I stumbled upon some strange timings today. I’m posting a somewhat minimal below. Essentially it seems that if you write a function that returns a function what you return along with it dramatically effects the speed of that function.
function makeQRfun(n)
function myfun(X)
T = Set(mod.((0:n-1).^2,n))
s = 0
for x = X
s += (mod(x,n) in T)
end
return s
end
t = n+1
return myfun, t
end
function makeQRfun2(n)
function myfun(X)
T = Set(mod.((0:n-1).^2,n))
s = 0
for x = X
s += (mod(x,n) in T)
end
return s
end
T = Set(mod.((0:n-1).^2,n))
t = length(T)
return myfun, t
end
X = rand(UInt64,10000);
f1,t1 = makeQRfun(17)
f2,t2 = makeQRfun2(17)
f1(X) == f2(X) #sanity check
using BenchmarkTools
julia> @benchmark f1(X)
BenchmarkTools.Trial:
memory estimate: 1.04 KiB
allocs estimate: 10
--------------
minimum time: 251.344 μs (0.00% GC)
median time: 253.425 μs (0.00% GC)
mean time: 255.124 μs (0.00% GC)
maximum time: 307.815 μs (0.00% GC)
--------------
samples: 10000
evals/sample: 1
julia> @benchmark f2(X)
BenchmarkTools.Trial:
memory estimate: 142.21 KiB
allocs estimate: 9045
--------------
minimum time: 536.260 μs (0.00% GC)
median time: 559.221 μs (0.00% GC)
mean time: 563.194 μs (0.44% GC)
maximum time: 1.448 ms (61.75% GC)
--------------
samples: 8847
evals/sample: 1
Yes I should have mentioned that they use quite different amounts of memory. But I am still surprised. First of all when I call it with n=17, T is a tiny set (9 elements). Moreover, both are suppose to return a function and the code for that function is identical. So when you run them they presumably should do the exact same thing regardless of the extra code in the exterior function block.

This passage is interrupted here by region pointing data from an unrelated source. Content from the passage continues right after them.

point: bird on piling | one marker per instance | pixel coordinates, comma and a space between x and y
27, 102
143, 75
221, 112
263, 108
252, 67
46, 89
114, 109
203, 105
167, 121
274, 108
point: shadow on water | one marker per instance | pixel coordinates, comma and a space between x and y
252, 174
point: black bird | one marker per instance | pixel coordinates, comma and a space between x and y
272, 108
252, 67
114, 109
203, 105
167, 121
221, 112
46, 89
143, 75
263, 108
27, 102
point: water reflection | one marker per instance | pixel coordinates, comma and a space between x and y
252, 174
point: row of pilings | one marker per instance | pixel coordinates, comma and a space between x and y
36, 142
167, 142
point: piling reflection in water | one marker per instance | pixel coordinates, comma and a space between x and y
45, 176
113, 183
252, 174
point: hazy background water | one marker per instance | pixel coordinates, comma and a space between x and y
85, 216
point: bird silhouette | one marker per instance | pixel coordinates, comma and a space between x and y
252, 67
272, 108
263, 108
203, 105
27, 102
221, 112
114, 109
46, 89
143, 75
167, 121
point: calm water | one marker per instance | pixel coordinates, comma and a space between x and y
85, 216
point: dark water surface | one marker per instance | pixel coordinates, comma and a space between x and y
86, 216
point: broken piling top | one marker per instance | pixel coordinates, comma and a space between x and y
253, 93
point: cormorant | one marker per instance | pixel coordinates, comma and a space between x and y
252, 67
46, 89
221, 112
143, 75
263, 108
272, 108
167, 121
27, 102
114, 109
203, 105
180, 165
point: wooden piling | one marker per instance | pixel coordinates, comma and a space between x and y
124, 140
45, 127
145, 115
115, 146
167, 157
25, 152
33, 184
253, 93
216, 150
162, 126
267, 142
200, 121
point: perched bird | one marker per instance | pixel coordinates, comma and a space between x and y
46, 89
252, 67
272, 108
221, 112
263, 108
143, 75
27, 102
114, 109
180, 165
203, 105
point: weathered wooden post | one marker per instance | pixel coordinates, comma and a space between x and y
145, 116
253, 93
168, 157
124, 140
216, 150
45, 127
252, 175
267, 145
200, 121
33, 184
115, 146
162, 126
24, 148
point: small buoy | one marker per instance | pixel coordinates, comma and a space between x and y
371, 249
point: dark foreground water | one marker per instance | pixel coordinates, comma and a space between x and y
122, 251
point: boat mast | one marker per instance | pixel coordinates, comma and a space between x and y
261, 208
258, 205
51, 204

Looks like Performance Tips · The Julia Language and the related issue #15276, specifically because T is assigned both within the closure (the inner function) and outside it.

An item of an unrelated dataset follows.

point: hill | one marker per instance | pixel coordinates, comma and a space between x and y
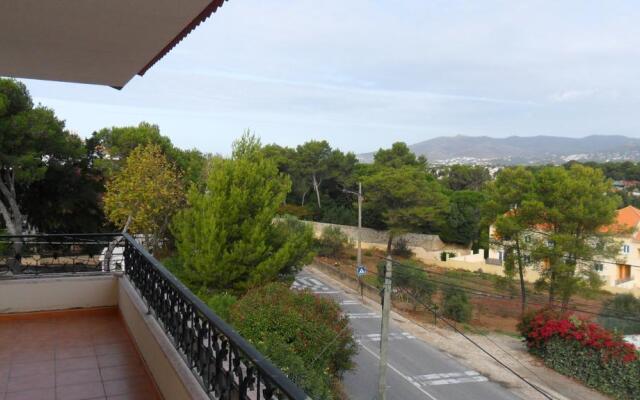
524, 150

The let or type annotation tricks from the performance tips (first link) will probably work, but even easier in this case is just to avoid the problem by not assigning the same variable inside and outside:
julia> function makeQRfun3(n)
function myfun(X)
T = Set(mod.((0:n-1).^2,n))
s = 0
for x = X
s += (mod(x,n) in T)
end
return s
end
T_outer = Set(mod.((0:n-1).^2,n))
t = length(T_outer)
return myfun, t
end
makeQRfun3 (generic function with 1 method)
julia> f3,t3 = makeQRfun3(17)
(var"#myfun#3"{Int64}(17), 9)
julia> @btime f3($X)
251.194 μs (9 allocations: 1.02 KiB)
5236
On my machine, f1 and f3 have about the same performance.
Thanks very much for the reply. That seems to explain it. It does seem quite strange and subtle to me that code following the function definition effects its implementation, but good to know and something to watch out for.
Yes, I agree–the compiler should be able to do better in this case (that’s why it’s still an open issue).
Note, though, that there are certainly cases where code after the inner function definition can affect behavior, which is why this sort of case isn’t trivial to optimize:
julia> function outer()
x = 1
function inner()
println("x = ", x)
end
x = 2
return inner
end
outer (generic function with 1 method)
julia> f = outer()
(::var"#inner#5") (generic function with 1 method)
julia> f()
x = 2
x is the same binding inside outer and inner, so the assignment to x after the definition of inner still affects the behavior of inner.